Make Your Story Stronger Using Cause and Effect

Think of dominoes lined up on a table where you tap one domino and it pushes over the next domino until they all fall down. That’s how every scene in your story should work. The cause of one scene creates an effect in another scene.

For example, think of the opening scene in “Star Wars” where Darth Vader attacks Princess Leia’s starship (cause). As a result of this attack, Princess Leia hides the Death Star plans inside of R2D2 where he escapes from the starship in a pod that crashes on Luke’s planet.

R2D2 wanders away from the escape pod and gets caught by sand people, who then sell droids to Luke’s uncle. Because every scene relies on an earlier scene, the collection of scenes tells a tightly focused story.

Now look at any mediocre movie such as “The Flash” and you’ll see this cause and effect relationship completely ignored. In an early scene in “The Flash,” the Flash rushes to save falling babies who have tumbled out of a collapsing hospital. Yet the collapse of this hospital and the rescue of these babies serves no purpose to any other scene in the entire story.

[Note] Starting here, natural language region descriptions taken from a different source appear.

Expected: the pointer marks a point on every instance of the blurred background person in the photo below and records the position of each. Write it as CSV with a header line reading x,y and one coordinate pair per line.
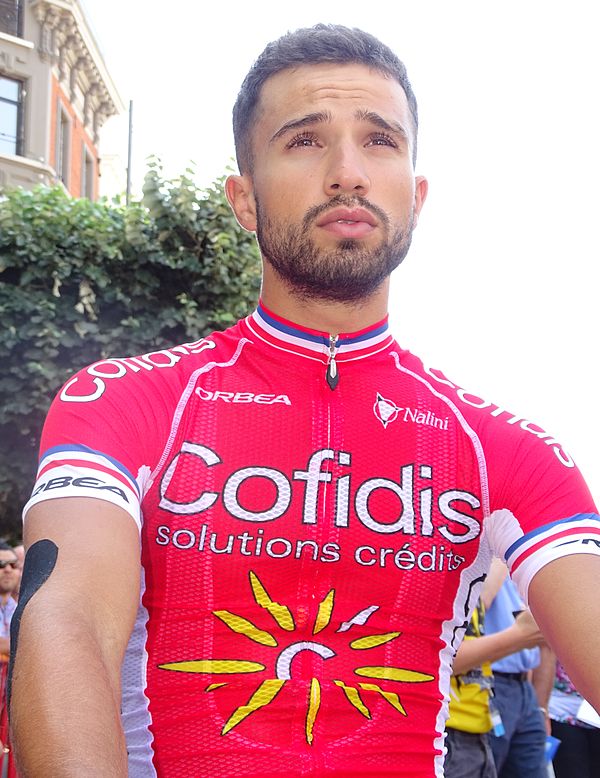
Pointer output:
x,y
578,755
519,744
10,576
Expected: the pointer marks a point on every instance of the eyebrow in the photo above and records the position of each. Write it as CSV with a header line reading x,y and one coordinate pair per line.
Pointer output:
x,y
312,118
379,121
361,115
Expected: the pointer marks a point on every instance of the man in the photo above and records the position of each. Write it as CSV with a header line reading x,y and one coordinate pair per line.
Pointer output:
x,y
20,554
317,514
520,748
475,718
9,581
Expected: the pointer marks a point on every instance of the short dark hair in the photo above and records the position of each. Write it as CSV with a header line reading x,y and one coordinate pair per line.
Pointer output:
x,y
311,46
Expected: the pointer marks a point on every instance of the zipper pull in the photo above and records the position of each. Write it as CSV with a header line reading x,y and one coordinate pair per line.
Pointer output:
x,y
332,373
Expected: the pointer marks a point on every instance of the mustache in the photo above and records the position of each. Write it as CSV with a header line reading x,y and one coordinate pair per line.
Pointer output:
x,y
345,201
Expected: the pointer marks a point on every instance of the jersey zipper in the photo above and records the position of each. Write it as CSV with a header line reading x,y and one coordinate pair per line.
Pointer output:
x,y
332,375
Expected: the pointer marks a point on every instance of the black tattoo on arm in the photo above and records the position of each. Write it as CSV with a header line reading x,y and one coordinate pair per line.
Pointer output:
x,y
40,561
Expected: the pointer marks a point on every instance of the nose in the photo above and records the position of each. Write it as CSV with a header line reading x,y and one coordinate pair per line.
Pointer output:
x,y
346,173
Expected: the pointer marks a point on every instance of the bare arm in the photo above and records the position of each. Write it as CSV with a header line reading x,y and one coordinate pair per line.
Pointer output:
x,y
564,599
65,701
524,633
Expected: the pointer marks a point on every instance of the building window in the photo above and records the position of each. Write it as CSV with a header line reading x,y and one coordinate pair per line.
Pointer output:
x,y
11,115
11,17
87,174
63,145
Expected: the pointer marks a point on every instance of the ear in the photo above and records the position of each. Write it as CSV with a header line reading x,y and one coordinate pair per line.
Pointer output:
x,y
421,189
240,193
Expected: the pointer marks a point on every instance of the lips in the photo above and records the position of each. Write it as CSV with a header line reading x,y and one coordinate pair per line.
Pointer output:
x,y
348,222
347,215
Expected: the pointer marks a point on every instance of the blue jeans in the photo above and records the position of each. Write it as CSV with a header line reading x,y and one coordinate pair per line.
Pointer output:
x,y
520,752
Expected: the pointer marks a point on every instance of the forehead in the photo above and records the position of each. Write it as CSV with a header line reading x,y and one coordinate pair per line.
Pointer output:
x,y
339,87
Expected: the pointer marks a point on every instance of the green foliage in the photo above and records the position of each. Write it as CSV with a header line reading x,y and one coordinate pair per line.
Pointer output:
x,y
82,281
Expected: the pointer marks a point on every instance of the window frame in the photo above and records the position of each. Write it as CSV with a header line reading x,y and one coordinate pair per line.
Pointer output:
x,y
19,103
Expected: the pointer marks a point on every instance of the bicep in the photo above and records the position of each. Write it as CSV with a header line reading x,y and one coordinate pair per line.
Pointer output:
x,y
564,601
82,567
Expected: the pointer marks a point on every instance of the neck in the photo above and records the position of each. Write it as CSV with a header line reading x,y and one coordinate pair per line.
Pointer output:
x,y
326,316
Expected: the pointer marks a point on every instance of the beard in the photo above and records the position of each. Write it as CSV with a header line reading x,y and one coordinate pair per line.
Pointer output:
x,y
349,272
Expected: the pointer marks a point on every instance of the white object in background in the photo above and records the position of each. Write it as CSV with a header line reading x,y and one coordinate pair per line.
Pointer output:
x,y
588,715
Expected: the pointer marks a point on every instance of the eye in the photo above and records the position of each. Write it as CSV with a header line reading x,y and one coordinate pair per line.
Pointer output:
x,y
382,139
302,139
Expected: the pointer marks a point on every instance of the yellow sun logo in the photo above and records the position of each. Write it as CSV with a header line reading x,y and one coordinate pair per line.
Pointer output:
x,y
268,689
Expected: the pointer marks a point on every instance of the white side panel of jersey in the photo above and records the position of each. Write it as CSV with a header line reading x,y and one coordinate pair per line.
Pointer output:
x,y
471,579
135,714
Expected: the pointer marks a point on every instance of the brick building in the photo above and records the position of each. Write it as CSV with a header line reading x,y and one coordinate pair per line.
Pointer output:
x,y
55,95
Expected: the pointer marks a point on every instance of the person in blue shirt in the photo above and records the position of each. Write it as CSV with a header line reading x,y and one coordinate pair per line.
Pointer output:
x,y
518,745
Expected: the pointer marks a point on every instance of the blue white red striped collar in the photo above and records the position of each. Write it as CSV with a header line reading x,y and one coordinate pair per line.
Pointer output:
x,y
315,344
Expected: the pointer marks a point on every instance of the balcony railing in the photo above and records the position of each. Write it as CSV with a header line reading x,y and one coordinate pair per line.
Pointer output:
x,y
11,17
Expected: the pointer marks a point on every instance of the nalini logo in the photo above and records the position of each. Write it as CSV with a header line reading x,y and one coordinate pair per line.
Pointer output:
x,y
387,411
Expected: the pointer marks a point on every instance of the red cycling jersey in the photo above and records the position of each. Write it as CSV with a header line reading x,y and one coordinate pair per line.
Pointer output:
x,y
310,555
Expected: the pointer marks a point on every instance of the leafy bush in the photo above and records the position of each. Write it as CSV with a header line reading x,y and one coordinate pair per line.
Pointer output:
x,y
82,281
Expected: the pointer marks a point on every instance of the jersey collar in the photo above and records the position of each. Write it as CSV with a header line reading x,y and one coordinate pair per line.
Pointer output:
x,y
315,344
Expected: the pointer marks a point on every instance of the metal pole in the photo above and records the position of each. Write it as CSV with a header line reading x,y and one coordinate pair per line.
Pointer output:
x,y
128,190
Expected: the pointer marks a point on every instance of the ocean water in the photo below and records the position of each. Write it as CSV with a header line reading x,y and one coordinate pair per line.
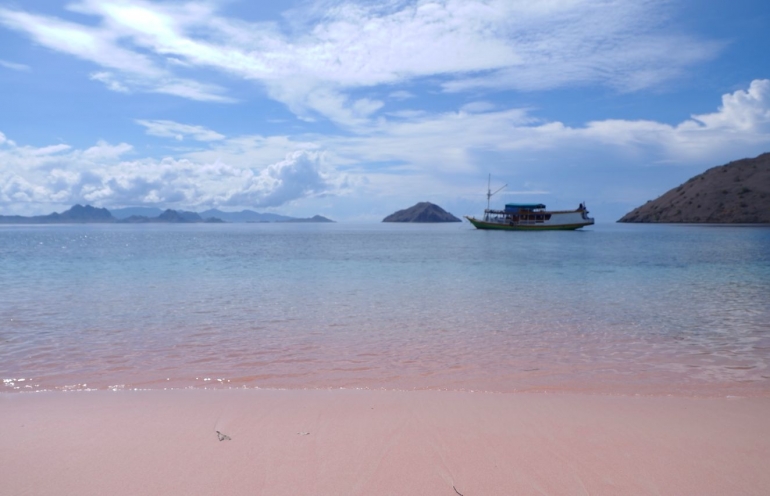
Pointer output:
x,y
619,309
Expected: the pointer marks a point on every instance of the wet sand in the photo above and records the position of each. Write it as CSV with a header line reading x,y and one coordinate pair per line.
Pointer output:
x,y
336,442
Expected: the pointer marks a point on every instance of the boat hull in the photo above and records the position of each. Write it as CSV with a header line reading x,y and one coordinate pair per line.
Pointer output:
x,y
496,226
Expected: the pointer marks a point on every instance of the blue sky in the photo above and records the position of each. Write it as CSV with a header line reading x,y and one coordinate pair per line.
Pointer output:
x,y
356,109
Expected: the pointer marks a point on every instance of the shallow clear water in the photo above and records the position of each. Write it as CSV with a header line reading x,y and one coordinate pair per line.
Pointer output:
x,y
615,308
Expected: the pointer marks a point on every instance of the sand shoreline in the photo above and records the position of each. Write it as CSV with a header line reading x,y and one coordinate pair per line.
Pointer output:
x,y
380,442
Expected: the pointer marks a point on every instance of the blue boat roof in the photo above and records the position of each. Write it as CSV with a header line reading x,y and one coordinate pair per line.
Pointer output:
x,y
524,205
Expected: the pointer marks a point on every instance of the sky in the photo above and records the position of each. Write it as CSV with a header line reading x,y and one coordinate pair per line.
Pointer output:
x,y
354,110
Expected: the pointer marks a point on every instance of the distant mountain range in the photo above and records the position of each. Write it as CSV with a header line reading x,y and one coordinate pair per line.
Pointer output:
x,y
87,214
422,212
734,193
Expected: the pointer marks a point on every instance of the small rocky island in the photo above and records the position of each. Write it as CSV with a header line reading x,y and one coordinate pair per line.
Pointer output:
x,y
735,193
422,212
87,214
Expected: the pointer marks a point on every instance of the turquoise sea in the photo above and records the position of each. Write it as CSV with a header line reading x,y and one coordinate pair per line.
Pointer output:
x,y
620,309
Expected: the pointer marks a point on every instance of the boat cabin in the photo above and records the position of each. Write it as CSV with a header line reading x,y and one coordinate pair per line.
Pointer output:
x,y
519,214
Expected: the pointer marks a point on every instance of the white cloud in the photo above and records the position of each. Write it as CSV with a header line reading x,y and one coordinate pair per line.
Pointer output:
x,y
14,66
462,44
438,154
478,107
171,129
401,95
99,175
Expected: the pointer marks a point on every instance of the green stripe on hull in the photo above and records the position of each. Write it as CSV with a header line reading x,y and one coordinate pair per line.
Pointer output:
x,y
501,227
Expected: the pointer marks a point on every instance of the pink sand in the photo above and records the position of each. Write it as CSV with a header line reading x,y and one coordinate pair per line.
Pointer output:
x,y
380,442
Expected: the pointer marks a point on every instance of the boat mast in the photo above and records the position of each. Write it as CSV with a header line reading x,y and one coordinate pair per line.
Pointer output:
x,y
489,190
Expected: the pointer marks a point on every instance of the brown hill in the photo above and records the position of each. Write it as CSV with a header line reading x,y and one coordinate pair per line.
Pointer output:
x,y
735,193
422,212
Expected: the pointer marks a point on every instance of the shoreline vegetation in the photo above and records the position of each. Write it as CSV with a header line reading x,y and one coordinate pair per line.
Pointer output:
x,y
88,214
285,442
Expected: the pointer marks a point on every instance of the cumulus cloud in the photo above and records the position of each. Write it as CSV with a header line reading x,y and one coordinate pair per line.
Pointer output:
x,y
101,175
436,151
313,67
14,66
171,129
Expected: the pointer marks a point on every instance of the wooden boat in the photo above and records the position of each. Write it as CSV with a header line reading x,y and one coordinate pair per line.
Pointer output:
x,y
531,217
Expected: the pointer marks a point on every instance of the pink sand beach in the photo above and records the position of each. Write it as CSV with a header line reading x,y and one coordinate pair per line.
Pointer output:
x,y
350,442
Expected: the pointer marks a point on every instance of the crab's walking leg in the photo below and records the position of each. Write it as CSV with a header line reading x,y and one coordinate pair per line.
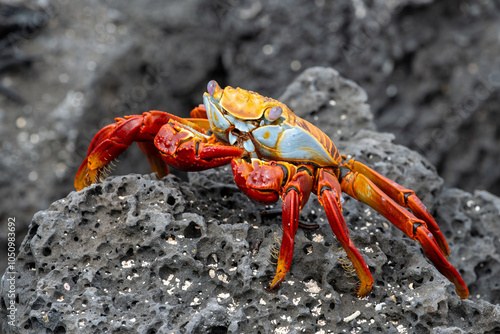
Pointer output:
x,y
185,148
403,197
361,188
329,193
265,182
114,139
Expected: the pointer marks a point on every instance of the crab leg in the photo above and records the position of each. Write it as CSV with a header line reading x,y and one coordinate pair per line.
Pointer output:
x,y
361,188
186,148
403,197
329,196
263,182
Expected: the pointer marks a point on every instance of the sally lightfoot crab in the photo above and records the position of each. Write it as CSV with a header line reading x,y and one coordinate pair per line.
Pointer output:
x,y
274,154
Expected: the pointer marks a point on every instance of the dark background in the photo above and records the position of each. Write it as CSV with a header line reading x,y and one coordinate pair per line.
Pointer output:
x,y
67,68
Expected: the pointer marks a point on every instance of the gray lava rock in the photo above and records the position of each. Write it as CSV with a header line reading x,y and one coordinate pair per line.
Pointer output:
x,y
136,254
429,68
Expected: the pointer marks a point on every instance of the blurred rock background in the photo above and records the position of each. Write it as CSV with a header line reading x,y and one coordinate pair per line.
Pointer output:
x,y
431,70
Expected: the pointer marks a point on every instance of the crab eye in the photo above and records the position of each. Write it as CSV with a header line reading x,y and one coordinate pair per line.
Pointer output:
x,y
211,87
274,113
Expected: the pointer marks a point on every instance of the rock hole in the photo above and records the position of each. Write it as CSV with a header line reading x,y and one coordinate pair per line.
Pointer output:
x,y
46,251
218,330
165,272
171,200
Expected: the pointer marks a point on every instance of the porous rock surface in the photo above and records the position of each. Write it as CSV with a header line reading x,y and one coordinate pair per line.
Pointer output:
x,y
430,69
135,254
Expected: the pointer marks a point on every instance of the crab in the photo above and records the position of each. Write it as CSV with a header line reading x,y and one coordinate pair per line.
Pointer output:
x,y
273,154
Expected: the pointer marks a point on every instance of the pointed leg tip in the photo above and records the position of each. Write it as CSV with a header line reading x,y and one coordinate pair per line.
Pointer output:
x,y
363,290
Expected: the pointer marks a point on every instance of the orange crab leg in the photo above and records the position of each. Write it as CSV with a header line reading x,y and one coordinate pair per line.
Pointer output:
x,y
403,197
265,182
115,138
329,196
295,194
155,160
361,188
183,147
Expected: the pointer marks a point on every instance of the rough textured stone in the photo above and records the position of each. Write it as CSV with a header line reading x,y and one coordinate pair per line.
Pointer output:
x,y
430,70
138,254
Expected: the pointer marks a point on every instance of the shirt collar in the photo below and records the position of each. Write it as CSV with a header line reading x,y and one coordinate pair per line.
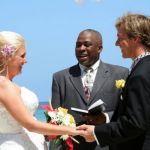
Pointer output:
x,y
137,59
94,66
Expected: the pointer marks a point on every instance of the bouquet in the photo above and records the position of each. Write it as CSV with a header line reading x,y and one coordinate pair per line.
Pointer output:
x,y
60,117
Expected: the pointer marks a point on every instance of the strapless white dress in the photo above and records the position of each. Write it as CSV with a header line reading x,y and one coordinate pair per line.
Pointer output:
x,y
12,135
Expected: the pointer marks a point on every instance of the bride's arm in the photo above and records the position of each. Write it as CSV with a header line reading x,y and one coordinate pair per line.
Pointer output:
x,y
11,99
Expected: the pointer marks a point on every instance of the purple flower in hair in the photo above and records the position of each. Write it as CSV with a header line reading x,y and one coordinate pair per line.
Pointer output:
x,y
7,50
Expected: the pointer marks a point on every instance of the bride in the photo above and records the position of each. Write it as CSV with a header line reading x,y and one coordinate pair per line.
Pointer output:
x,y
18,104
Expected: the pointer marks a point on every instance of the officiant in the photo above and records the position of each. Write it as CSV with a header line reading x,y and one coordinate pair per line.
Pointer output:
x,y
86,82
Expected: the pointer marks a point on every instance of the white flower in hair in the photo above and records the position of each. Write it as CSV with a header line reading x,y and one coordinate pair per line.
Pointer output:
x,y
7,50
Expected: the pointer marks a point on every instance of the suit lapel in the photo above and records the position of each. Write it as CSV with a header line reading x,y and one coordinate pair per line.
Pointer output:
x,y
103,73
75,78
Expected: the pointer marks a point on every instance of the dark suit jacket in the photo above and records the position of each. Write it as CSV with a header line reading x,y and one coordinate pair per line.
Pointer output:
x,y
67,91
131,127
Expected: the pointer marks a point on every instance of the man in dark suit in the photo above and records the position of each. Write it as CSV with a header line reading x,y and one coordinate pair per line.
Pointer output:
x,y
68,85
130,125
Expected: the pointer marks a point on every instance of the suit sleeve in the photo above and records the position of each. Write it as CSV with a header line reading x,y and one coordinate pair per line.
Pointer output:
x,y
135,114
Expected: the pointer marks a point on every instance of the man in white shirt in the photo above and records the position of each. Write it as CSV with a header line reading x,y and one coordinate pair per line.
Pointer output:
x,y
130,125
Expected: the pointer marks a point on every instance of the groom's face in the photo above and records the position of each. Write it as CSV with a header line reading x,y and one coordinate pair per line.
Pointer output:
x,y
88,48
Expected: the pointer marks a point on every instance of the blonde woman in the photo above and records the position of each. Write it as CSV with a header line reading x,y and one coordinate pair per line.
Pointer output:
x,y
17,104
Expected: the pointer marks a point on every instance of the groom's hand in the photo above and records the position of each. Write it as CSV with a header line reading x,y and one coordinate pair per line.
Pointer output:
x,y
88,132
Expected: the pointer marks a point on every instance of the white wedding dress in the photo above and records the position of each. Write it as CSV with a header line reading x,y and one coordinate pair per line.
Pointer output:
x,y
12,135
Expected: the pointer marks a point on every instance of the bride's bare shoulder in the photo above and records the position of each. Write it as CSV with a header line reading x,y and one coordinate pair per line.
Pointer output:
x,y
4,81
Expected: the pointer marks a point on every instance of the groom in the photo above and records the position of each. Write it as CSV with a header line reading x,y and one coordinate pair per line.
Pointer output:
x,y
130,126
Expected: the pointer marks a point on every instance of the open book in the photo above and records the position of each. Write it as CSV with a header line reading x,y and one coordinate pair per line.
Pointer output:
x,y
94,109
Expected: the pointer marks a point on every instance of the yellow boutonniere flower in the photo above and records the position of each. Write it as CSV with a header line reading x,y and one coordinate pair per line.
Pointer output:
x,y
120,83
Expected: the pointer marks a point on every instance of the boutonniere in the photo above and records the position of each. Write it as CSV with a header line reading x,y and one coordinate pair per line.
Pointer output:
x,y
120,84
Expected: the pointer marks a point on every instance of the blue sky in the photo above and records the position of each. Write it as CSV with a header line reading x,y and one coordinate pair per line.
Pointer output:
x,y
51,27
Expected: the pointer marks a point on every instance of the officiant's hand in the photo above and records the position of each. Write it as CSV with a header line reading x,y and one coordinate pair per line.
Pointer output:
x,y
95,119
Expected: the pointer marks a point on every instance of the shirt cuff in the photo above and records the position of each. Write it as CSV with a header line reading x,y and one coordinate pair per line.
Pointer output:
x,y
107,117
95,137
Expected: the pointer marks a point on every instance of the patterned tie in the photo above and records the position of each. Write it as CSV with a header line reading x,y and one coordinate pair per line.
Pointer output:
x,y
88,83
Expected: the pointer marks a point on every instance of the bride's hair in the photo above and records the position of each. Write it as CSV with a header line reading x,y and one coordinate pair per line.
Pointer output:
x,y
10,42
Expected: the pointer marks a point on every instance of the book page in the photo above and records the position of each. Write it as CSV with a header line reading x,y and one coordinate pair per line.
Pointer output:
x,y
97,103
79,110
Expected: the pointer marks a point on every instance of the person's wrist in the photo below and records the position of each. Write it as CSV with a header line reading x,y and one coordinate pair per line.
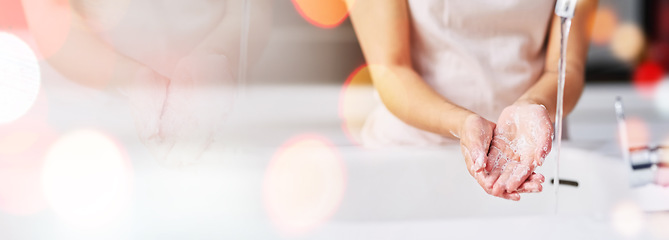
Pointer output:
x,y
465,118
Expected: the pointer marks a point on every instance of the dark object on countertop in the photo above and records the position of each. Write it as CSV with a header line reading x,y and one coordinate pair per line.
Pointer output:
x,y
566,182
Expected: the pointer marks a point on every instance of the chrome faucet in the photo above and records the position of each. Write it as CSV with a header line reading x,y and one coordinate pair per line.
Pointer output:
x,y
565,8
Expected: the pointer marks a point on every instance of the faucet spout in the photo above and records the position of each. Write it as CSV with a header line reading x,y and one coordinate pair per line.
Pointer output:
x,y
565,8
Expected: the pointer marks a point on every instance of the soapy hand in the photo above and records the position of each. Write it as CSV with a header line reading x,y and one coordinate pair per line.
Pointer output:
x,y
477,134
178,117
521,141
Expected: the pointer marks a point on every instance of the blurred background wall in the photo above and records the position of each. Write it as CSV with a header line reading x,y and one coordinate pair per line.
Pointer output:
x,y
625,34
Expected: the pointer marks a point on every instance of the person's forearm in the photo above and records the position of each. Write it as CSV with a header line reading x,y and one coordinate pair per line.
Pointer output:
x,y
409,98
544,92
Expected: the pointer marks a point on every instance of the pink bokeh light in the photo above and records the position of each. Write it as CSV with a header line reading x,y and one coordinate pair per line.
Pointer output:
x,y
304,184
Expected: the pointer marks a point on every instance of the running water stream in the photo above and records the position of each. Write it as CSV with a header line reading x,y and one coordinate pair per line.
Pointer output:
x,y
562,71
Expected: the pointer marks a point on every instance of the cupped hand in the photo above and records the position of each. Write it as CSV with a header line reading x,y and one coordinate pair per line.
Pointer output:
x,y
475,142
521,141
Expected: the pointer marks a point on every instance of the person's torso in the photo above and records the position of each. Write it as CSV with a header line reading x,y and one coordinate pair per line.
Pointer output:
x,y
480,54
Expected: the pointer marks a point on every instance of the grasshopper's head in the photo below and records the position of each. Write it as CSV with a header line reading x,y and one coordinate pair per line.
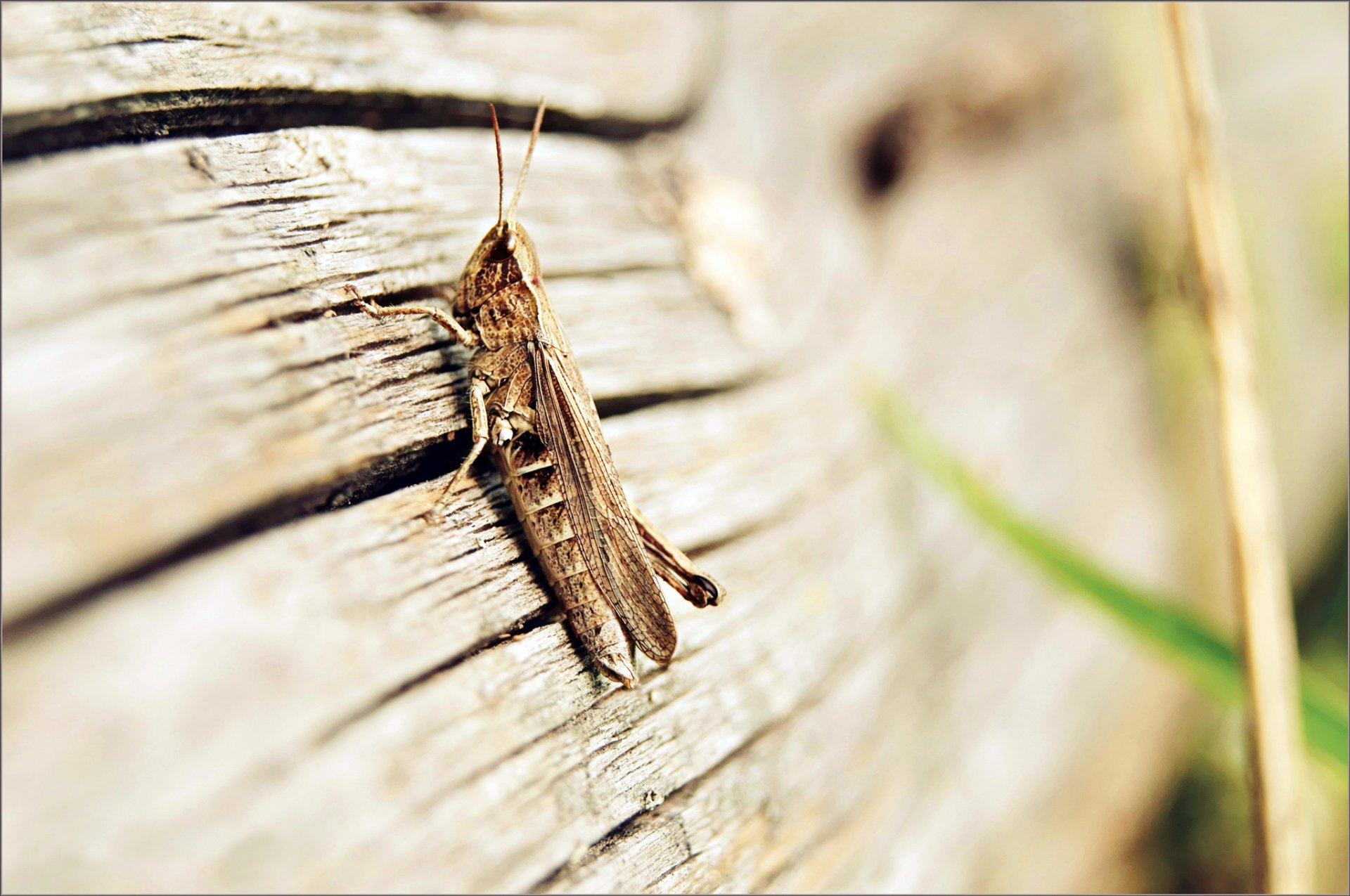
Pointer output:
x,y
506,254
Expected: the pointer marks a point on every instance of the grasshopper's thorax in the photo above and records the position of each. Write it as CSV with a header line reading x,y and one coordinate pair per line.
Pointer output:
x,y
501,287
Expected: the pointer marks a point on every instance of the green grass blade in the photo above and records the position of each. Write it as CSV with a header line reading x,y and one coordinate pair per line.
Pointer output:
x,y
1185,640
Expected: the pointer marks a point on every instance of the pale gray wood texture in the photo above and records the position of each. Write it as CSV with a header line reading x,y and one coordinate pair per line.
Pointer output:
x,y
239,654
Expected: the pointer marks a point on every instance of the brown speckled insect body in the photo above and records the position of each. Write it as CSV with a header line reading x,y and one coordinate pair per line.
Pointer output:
x,y
527,400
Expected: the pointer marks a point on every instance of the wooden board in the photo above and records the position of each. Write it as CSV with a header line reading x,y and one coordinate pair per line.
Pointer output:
x,y
238,652
86,73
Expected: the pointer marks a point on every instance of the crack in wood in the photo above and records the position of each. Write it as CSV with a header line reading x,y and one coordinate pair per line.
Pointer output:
x,y
224,112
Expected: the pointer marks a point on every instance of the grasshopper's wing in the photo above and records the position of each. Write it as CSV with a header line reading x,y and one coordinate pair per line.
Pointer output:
x,y
601,517
675,567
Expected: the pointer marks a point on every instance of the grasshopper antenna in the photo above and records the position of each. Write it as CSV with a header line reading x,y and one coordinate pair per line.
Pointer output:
x,y
524,170
501,177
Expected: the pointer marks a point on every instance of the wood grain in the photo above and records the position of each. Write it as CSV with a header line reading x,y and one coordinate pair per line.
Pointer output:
x,y
240,656
189,309
85,73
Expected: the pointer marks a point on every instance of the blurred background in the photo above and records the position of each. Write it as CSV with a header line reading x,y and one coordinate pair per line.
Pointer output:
x,y
893,318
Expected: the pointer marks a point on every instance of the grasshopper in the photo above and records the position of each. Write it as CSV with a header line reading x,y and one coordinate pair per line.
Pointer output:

Cut this entire falling baby scene at a collapsing hospital and the entire story doesn’t suffer one bit. That’s because this falling baby scene is completely separate from the rest of the story. That’s a huge clue that this scene is completely useless and should never have been filmed, let alone written.

The conclusion of one scene should directly affect the actions in another scene. This cause and effect relationship is the key to telling a focused story.

Another example of a movie that fails to understand this crucial cause and effect relationship between scenes is “Mortal Engines.” An opening scene shows cities on wheels where larger cities hunt down and devour smaller towns for their resources.

When the city of London finds and attacks a smaller town, it’s an interesting scene but has no effect on the rest of the story. Just creating a visually exciting scene is never enough. Every scene must be linked to another scene in some way or else that scene has no reason to exist.